We all search for atonement. Maybe not all the time. But you do something you swore you wouldn’t. Something that you didn’t even realize you did until it was too late. And shame sets in. There is no way to make it right. No way to take back what was said or done. The reaction is our desire for atonement. Our desire to make it right. Our desire to forget. Everyone’s search is not the same some hide, dispel reality through movies and books, write, run. Some blog. We donate to charity. We do something that hurts us in order to somehow atone for what was done to feel the pain like we inflicted.
And for a little while it seems to work. We can forget reality, what was done. We have made up for our own mistakes. We can make our problems disappear or at least make up for them.
But the relief is fleeting.
This type of atonement is not real. It is the fiction that we momentarily have to believe in order to continue.
I don’t know that everyone experiences this. I have never asked. But I have to believe that this is something we all experience, search for and fight. I know I do. I cannot believe it is just me. Something about it seems to be too…human, for it to be something only I search for.
We cannot make our own atonement. Yet we keep running to these things, trying new options and combinations. At the end of it reality always comes back. We must still live and deal with what was done.
We are filled with the potential for good and evil. Solzhenitsyn thought that the dividing line of good and evil was not us and them, but through the center of all of us. Humanity is fallible, but it is what we do with our fallibility that defines us.
At some point we have to stop running. We have to face our faults and each other. Life is not about covering our shame with pills. We need to stop believing that a perfect façade means a perfect life, and that that kind of perfection is desirable. Until we are willing to be honest with each other we will not find earthly atonement.
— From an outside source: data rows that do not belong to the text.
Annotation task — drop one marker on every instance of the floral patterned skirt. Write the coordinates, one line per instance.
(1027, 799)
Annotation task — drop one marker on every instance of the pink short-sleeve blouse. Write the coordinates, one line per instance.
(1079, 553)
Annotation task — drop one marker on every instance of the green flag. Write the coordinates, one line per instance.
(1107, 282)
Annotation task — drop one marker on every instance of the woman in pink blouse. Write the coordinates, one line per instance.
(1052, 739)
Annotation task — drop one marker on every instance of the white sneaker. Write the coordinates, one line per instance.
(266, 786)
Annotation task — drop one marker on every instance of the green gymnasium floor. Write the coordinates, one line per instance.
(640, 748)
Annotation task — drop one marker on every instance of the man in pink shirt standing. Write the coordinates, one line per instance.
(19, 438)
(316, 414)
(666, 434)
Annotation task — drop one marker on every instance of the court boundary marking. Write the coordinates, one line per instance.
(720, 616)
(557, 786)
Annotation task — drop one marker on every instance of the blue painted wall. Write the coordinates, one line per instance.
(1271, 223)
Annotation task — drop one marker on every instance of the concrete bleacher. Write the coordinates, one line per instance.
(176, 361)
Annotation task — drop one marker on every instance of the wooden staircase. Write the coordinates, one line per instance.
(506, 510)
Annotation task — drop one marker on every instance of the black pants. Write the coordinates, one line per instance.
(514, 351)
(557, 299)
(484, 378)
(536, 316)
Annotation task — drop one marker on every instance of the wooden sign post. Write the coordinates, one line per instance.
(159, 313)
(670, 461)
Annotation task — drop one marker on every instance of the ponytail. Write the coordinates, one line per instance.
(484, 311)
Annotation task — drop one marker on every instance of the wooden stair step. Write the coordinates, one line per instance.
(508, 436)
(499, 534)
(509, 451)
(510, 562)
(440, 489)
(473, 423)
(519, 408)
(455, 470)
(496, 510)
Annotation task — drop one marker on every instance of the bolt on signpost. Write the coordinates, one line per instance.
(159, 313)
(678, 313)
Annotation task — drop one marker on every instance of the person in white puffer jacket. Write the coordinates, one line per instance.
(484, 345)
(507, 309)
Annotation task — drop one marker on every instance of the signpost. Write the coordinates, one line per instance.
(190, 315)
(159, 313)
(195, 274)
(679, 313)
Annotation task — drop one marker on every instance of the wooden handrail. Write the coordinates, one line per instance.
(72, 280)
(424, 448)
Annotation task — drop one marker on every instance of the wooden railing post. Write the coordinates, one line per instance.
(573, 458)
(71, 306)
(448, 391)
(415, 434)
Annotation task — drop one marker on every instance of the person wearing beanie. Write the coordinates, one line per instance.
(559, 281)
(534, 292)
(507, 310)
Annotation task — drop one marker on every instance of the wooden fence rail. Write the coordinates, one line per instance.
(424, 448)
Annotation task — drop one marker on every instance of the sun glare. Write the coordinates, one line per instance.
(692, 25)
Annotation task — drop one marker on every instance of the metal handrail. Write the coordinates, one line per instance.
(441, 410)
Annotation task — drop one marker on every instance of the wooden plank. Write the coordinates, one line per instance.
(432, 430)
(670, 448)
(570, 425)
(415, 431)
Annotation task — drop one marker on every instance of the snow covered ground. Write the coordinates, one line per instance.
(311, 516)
It is only through brokenness that we can find real atonement. Not the kind that comes from ourselves. There cannot be forgiveness where it is not asked.
Maybe if we began to offer real forgiveness to each other. Maybe if we began to offer real acceptance with dignity. Then maybe would we not only find something closer to wholeness on earth, but begin to really believe the offer of Divine atonement in way that radically changes life.
… and to think we still claim the greatness of our society and culture.